Imu e Chiesa, ricomincia la pressione
Sarà pure una coincidenza, ma è certo che la sentenza con cui la Corte di Cassazione dà ragione al Comune di Livorno che vuole far pagare l’ICI a due scuole paritarie cattoliche, non poteva arrivare in un momento più significativo. E la Chiesa si riscopre sotto ricatto.
Sarà pure una coincidenza, ma è certo che la sentenza con cui la Corte di Cassazione dà ragione al Comune di Livorno che vuole far pagare l’ICI a due scuole paritarie cattoliche (clicca qui), non poteva arrivare in un momento più significativo. La Cassazione, concludendo un contenzioso nato cinque anni fa tra il Comune e le scuole del Santo Spirito e dell’Immacolata, per l’esenzione o meno dall’ICI (l’imposta sugli immobili), ha sentenziato che «poiché gli utenti della scuola paritaria pagano un corrispettivo per la frequenza, tale attività è di carattere commerciale, “senza che a ciò osti la gestione in perdita”». Ergo: le due scuole si dovranno pagare la bellezza di 422mila euro di arretrati, in pratica una condanna a morte.
In effetti l’esenzione dall’ICI riguarda (o forse, dovremmo dire riguardava) tutte le opere non profit, non solo quelle cattoliche, proprio in riconoscimento delle attività sociali che svolgono. La scuola è fra queste. Ma tutto nasce dall’interpretazione del concetto di “attività commerciale”: se si riferisca soltanto allo scopo di lucro, come è sempre stato inteso, o comprenda – come dice la Cassazione e anche il Comune – qualsiasi attività in cui si paga un corrispettivo. In questo caso il pagamento della retta – che pure non copre le spese di gestione della scuola – basta per qualificare quella della scuola come attività commerciale.
Appare evidente l’interpretazione ideologicamente forzata dell’«attività commerciale», ma è ormai qualche anno che si cerca di “colpire la Chiesa” sul versante economico. E la decisione della Cassazione ha la potenzialità di mettere in ginocchio tutte le attività scolastiche, caritative, sociali legate alla Chiesa.
La sentenza della Cassazione – la prima di questo genere – arriva nel momento in cui è massima la pressione per piegare qualsiasi resistenza ai progetti di rivoluzione antropologica che stanno marciando spediti anche in Italia. Ci sono in ballo la legge sulle unioni civili (ma chiamiamole pure “nozze gay”), la legge che impone la teoria gender nelle scuole, la legge contro l’omofobia che chiuderebbe definitivamente la bocca a chiunque non si sia adeguato al pensiero unico in materia.

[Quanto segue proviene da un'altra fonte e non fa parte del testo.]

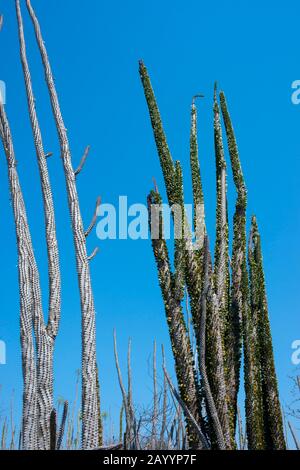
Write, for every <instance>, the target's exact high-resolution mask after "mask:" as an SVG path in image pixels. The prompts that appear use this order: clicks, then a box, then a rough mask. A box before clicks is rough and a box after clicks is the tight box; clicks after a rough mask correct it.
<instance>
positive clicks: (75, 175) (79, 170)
mask: <svg viewBox="0 0 300 470" xmlns="http://www.w3.org/2000/svg"><path fill="white" fill-rule="evenodd" d="M90 148H91V147H90V145H88V146H87V147H86V148H85V151H84V154H83V156H82V158H81V160H80V163H79V166H78V168H77V169H76V170H75V171H74V175H75V176H77V175H79V173H80V172H81V170H82V168H83V166H84V164H85V161H86V159H87V157H88V154H89V152H90Z"/></svg>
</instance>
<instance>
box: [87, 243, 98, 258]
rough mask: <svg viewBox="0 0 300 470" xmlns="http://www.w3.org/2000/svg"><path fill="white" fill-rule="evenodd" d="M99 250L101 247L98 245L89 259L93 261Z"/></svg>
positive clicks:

La Chiesa si trova di fatto ricattata: un’opposizione vera, forte, ai disegni di legge succitati potrebbe facilmente esporre a un attacco decisivo che la metterebbe economicamente in ginocchio. Il caso di Livorno è solo un avvertimento, ma oltre all’IMU (che ha sostituito l’ICI) c’è nel mirino anche l’8 per mille, che è la principale fonte di entrate della Chiesa italiana.
Di fronte a questa situazione c’è chi già tempo fa da parte cattolica aveva paventato un baratto: chiudere un occhio sulle nozze gay in cambio di libertà di educazione (e i soldi, ovviamente). Una posizione quantomeno ingenua, oltre che ingiusta: qualsiasi totalitarismo, come è anche l’omosessualismo imperante, non tollera un qualsiasi spiffero di libertà; e anche se oggi ci fosse una promessa in tal senso, sarebbe rimangiata al momento opportuno. In realtà non si può difendere la libertà di educazione senza opporsi con decisione anche alle nozze gay, la verità non può essere barattata. E soprattutto non si può rinunciare alla Verità in cambio di soldi, anche se questi appaiono essenziali per mantenere chiese e opere assistenziali.
La storia ha già dimostrato più volte che quando si rinuncia al Bene si perdono anche i beni.